Cladistic language concepts
Isidore Dyen
dyen at hawaii.edu
Tue Oct 13 21:40:51 UTC 1998
----------------------------Original message----------------------------
Please forgive me for breaking into this discussion of cladistic concepts
and linguistics. There is a very sharp difference between the characters
of cladistics and the cognates of genetic linguistics. Homologous
characters, if I understand cladistic talk, are features that are
candidates for having the same origin in some common ancestor.
There three analogous structures that I am aware of and that deal with
procedures for inferring genetic evolution. One of these is the language
family-tree, and the other two are respectively the cladistics of biology
and the use of cultural traits in anthropology.
'Traitisitics' has a poor reputation and deservedly so. What cladistics
and the linguistic family-tree have in common is the assumption that their
basic units do not mix. Once a species or a language becomes distinct,
that distinction is indissoluble. Where traits are concerned, such an
assumption would lead nowhere because there are too many instances in
which cultures have amalgamated in a way that precludes attributing the
continuity to just one of the contributing cultures. In other words,
cultures do not behave that way.
As for cladistics the difficulty surrounds th issue of definable
characters. Although broadly the difference between characters is usually
easy to see, the discrimination between differences and identities in
extreme cases seem to present difficulties. Now that there is competition
from the study of DNA, it seems likely that cladistics wil serve to be
ancillary support to inferences from the more intrinsic DNA agreements and
differences.
As for linguistics, it has the advantage of the comparative method which
is based on the inferences that can be drawn from the systematic
correspondences between phonemes that characterize related languages
and raise the likelihood of inferences based on those correspondences,
thus giving the inferences scientific standing.
On Wed, 12 Aug 1998, Ghiselin, Michael wrote:
> ----------------------------Original message----------------------------
> Dear Dr. DeLancey:
> Thank you very much for casting your vote. It would be
> nice if more linguists would do the same because the sample
> as it exists is small and perhaps not representative.

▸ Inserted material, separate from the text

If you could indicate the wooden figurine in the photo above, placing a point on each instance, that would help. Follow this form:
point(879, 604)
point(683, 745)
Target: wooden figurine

> In spite of that the preliminary results are very
> interesting. Not only has a cladistic language concept been
> generally presupposed but, as you say, linguists do not even
> consider the topic particularly interesting. Why should
> this be? One possibility is that where linguists have a
> written record it lacks the fragmentary nature of the fossil
> record that results from accidents of preservation and the
> like. Another is that what the linguists do perceive as
> important is trying to find older and older common
> ancestries and the genealogical relationships are all that
> they need. Linguists do not have the elaborate system of
> categories, such as phylum, class, order etc., that we
> zoologists do. And unless I am mistaken (please correct me
> if I am) they do not believe that there are important
> differences that need to be expressed by giving a taxon a
> higher rank, as when our own species has been put in a
> separate order or even kingdom.
> Linguists must have methodological problems with
> respect to paraphyly, parallelism and convergence. But so
> far as I can tell, they treat these as problems to be
> overcome in reaching a strictly genealogical arrangement.